Wednesday, November 27, 2013

An Analog Relic Living in a Digital World

Who's Watching Whom?

My generation has probably witnessed more radical technological change than any other.  We were born in the Golden Era of the Analog Age.  We saw radio displaced by television in our homes.  Vacuum tube electronics displaced by transistors.  "In my day" even jet fighters were analog, operated by mechanical devices more akin to steam locomotives than to i-Pads.  Newsrooms were equipped with manual typewriters and clattering teletype machines, both of them rendered useless without inked, cloth ribbons. The only intelligence in a car was the person with their hands on the wheel and foot on the gas pedal.   It was rare indeed that anything got upgraded without the use of screwdrivers and hammers.

A couple of weeks ago my flat screen TV upgraded itself automatically online.  My WiFi printer did the same thing when I plugged it in.   Yesterday my smartphone and tablet auto-upgraded from Android Jelly Bean to Android Kit Kat, although they did ask my permission first.  I still have no idea what happened to my TV or to my printer, what that's supposed to do for me - or to me.  I did go online to learn a bit about what this Kit Kat business is all about.  I have a pretty good idea of what it does for me, and that does seem pretty neat.  I just have no idea if there's more to it than meets the eye, something that it does for someone else, something that it does to me.  I take some comfort in knowing that damned few children of the Digital Age would know either or even care - but not much.

What are these "Mod Cons" doing to me?  What are they doing to you?  LG flat screen TVs were recently in the news when it was discovered they were logging what was being watched, even the content of USB memory sticks used to display photos and such, and reporting it all back to the company.  Think of all the stuff a cyber-snitch TV could pass along through its meta-data reporting.  They'll figure out your approximate age, your IP address, your social station, your political leanings, stuff you might not want people to know you're watching, your consumer preferences - the list is literally endless.  My smart TV communicates with my computer.  Does that mean it could be a portal for our cyber-spooks to somehow access my computer drives?

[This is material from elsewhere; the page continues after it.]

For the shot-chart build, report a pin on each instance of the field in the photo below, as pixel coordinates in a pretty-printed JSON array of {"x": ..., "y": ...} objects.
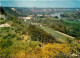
[{"x": 60, "y": 37}]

It doesn't take a Luddite to rail at this ongoing and apparently growing intrusion into our last refuge of privacy, our very homes.   Today technology enables the corporate world and governments to spy on us far more effectively than the Stasi ever did on East Germans.  It's enough to make you yearn for a return to the good old Analog days.

2 comments:

Anonymous said...

I still care about privacy and find it harder and harder to maintain it. What I can do is teach my children about privacy and question the endless quest from government to business for their need.

"Why can't you smile on health card, driver's license or passport pictures?" - Because the government wants a database of all citizens that will be shared with other countries and also to use facial recognition software.

"Why does the cashier ask for your postal code?" - So that the store knows where clients come from so that they can target advertising there. Imagine if you are from a poorer section of town, you will be ignored.

Walking into stores, we identify all the cameras. The same is done when in public.

Some other skills such as turning off a cell phone and removing the batterie is explained to them if they are to go to a demonstration/march...

Internet privacy is another one. Although your IP pretty much gives you away.

When I turn on iTunes, I cringe every time it dials home and gives it the content of my library. It's a service for Apple, not for me. I don't get paid for that data.

Google, is no better.
I want my phone to be a phone. I don't want to use Google Talk for text messages.

I do understand that these companies give a "service" for the right to mine data, but until consumers start putting a limit, they will devour all that they can.

Anonymous said...

I am a new Luddite. I refuse to participate in so called 'social media'. My family and friends make fun of me.

The Coen brothers don't like them, but it is somewhat ironic that these guys used pen and paper to design their own instruments to describe our current digital predicament.